My son is in Mensa, literally has a Patent Pending for a new game invention he created, and was recommended by a PhD who was an expert on gifted children and written text books (tutors my son) who said he is exceptionally gifted. He is an athlete, a musician, and an amazing public speaker. Does the kid have to be a CEO?


Mensa’s bar is not that high for kids. Your son’s cogat wasn’t at the benchmark and I assume if the nnat was at least at the benchmark, you’d have remembered the score.

I have no idea what you mean when you say your son’s tutor Is an expert on gifted kids.
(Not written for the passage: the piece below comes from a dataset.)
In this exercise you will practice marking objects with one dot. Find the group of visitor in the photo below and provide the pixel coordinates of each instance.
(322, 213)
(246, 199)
It sounds like you think your son’s file was screaming gifted. It sounds to me more like it screamed YOU think he’s gifted. Please understand, I have no idea if he’s gifted or not. I’m just addressing how the file presented (with one score definitely above what is believed to be the cut off - wisc). The Mensa admission is duplicative of the wisc score since admission seems to be based on that. The LOR seems more like a throwaway; just saying they LOR is from an “expert” in gifted kids means it was likely not considered heavily. You don’t mention the gbrs.
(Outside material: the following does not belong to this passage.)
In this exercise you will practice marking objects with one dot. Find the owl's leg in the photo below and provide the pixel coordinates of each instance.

My son’s school does NOT administer GBRS. Only notes, and not a specific score. I’m not saying he’s gifted. My point is that his score is high enough to be admitted into as ADVANCED program. This is NOT supposed to be a gifted program. And why are kids with lower scores getting in?? My point in Nensa is that they DO allow kids in with a certain IQ. But yet not good enough for the school ? My son has Multiple other activities and referrals at which he has excelled. I’m not just speaking for him. I’m speaking for kids who are even MORE deserving than him here with WISCs of 147 and 149 being rejected. Please explain the logic. In fact, Cogats are commonly prepped for. NOT the WISC.
Anonymous
Anonymous wrote:
Anonymous wrote:What I am also reading here is that kids with lower Cogats and relatively average WISCs are getting in. And kids with skyrocketing WISCs and cogats are being denied. This is so lame. Happy for people whose kids have gotten in but this is fishy. It also varies clearly per school. Frankly, a school with majority Asian kids is much more competitive in terms of this stuff. Ironically, people move to these areas because these schools rank high (due to the test scores etc.) and their kids are held back because every other child is a 99 percenter. Bigger and diverse school populations leave more room to admit people with lower scores. I know this for a fact as I know multiple people in both of these environments. Now I see why people in the best neighborhoods and school districts move to private schools.


Buy a bigger/nicer house in a so-called "bad" (i.e. Title I) school district. Apply for AAP from your new school and gain easy admission to the Center. Sounds like a win-win!


We go to a Title 1 school with a 134 COGAT and 134 WISC and didn’t get in on appeal.